CBS' Schieffer Redacts Vital Ryan Interview Clip

Last night, newly-selected debate moderator Bob Shieffer of CBS featured Mitt Romney and Paul Ryan on 60 Minutes. The interview was fine, except for one small portion – a portion Schieffer and the folks at CBS left on the cutting-room floor in order to avoid making Ryan sympathetic.

Ryan, who has become a Democratic target for his plan to revamp Medicare for future benefit recipients, has a mother in Florida who is on Medicare. Obviously, he doesn’t want to end Medicare as we know it – he wants to maintain it for the future. Here’s what Ryan said – and what CBS News cut out of the interview:

My mom is a Medicare senior in Florida. Our point is we need to preserve their benefits, because government made promises to them that they’ve organized their retirements around. In order to make sure we can do that, you must reform it for those of us who are younger. And we think these reforms are good reforms, that have bipartisan origins. They started from the Clinton commission in the late ’90s.

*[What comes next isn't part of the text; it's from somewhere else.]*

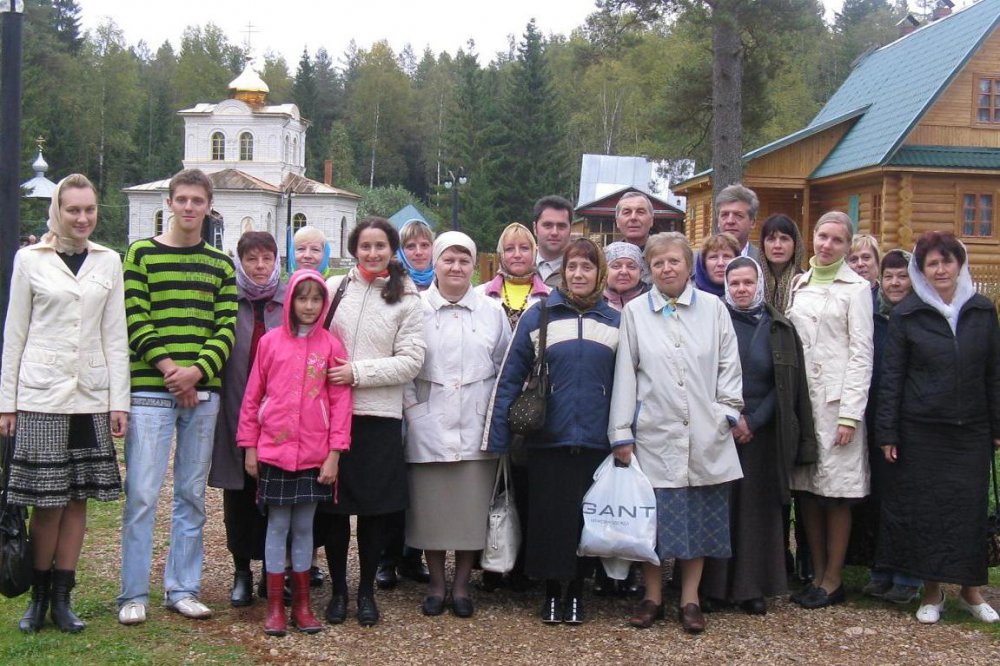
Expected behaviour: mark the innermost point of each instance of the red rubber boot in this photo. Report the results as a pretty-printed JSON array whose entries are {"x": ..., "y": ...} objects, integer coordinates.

That’s about as egregious a cut as you can make in politics. It’s the equivalent of failing to inform viewers that Bill Clinton grew up poor in Arkansas, or Barack Obama was raised by his grandparents. These are vital biographical details that go to the motivation of political actors. Ryan isn’t out of touch with seniors. He’s fully in touch with them, as evidenced by his mom. The media just doesn’t want anybody to know about it.

And Schieffer has a history of such nonsense – he said yesterday that the Ryan budget “really slashes into social programs.” He asked Ryan whether he thought Romney was too defensive about Bain Capital. And he protested after the Romney campaign used a clip of him in one of their ads – a clip that was fully in context.

After a cut this egregious, Schieffer should be ousted as a debate moderator. Any journalist who would wipe away such a vital exchange certainly can’t be trusted to do even a relatively objective job in a presidential debate between their favored candidate (Obama) and his opponent.